Rituximab is effective in the treatment of refractory ophthalmic Wegener's granulomatosis

Abstract

To investigate the efficacy of rituximab in patients with refractory ophthalmic Wegener's granulomatosis (WG). Data from 10 consecutive patients with refractory ophthalmic WG treated with rituximab were retrospectively reviewed. In all patients, the ophthalmic disease was driving treatment decisions, and disease activity had persisted despite standard immunosuppressive treatment. Patients had refractory scleritis (n=3), orbital granulomas causing optic nerve compromise (n=4), or a combination of both conditions (n=3). All patients had been treated with at least 3 different immunosuppressive agents, and 5 patients had previously been treated with tumor necrosis factor alpha blockade. Rituximab was administered intravenously in 2 doses, 2 weeks apart, in combination with standard treatment.

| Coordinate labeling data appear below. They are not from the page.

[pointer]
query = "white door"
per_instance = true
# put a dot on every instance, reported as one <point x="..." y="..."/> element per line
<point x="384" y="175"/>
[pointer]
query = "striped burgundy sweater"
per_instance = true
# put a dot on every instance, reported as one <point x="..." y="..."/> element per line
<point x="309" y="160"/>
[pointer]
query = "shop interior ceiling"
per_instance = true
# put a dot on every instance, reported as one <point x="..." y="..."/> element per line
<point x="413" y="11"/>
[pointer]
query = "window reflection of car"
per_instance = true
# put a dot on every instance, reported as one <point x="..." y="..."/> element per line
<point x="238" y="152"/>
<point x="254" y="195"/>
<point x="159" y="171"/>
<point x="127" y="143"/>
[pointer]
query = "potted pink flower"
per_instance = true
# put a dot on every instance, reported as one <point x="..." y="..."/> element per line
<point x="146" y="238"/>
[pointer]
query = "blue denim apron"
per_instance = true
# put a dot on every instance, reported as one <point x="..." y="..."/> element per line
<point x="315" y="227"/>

Disease activity was monitored clinically by an interdisciplinary approach, including disease activity scoring, immunodiagnostics, and magnetic resonance imaging, as well as by corresponding reductions in the required dose of conventional medication. A beneficial response to treatment with rituximab was seen in all 10 patients, including induction of clinical remission. In all patients, the peripheral blood B cell count fell to zero during treatment with rituximab. Titers of classic antineutrophil cytoplasmic antibodies fell in association with B cell counts, and this reduction was correlated with improved clinical findings. In contrast to previous observations, this study showed that treatment with rituximab was associated with clinical improvement in patients with refractory ophthalmic WG.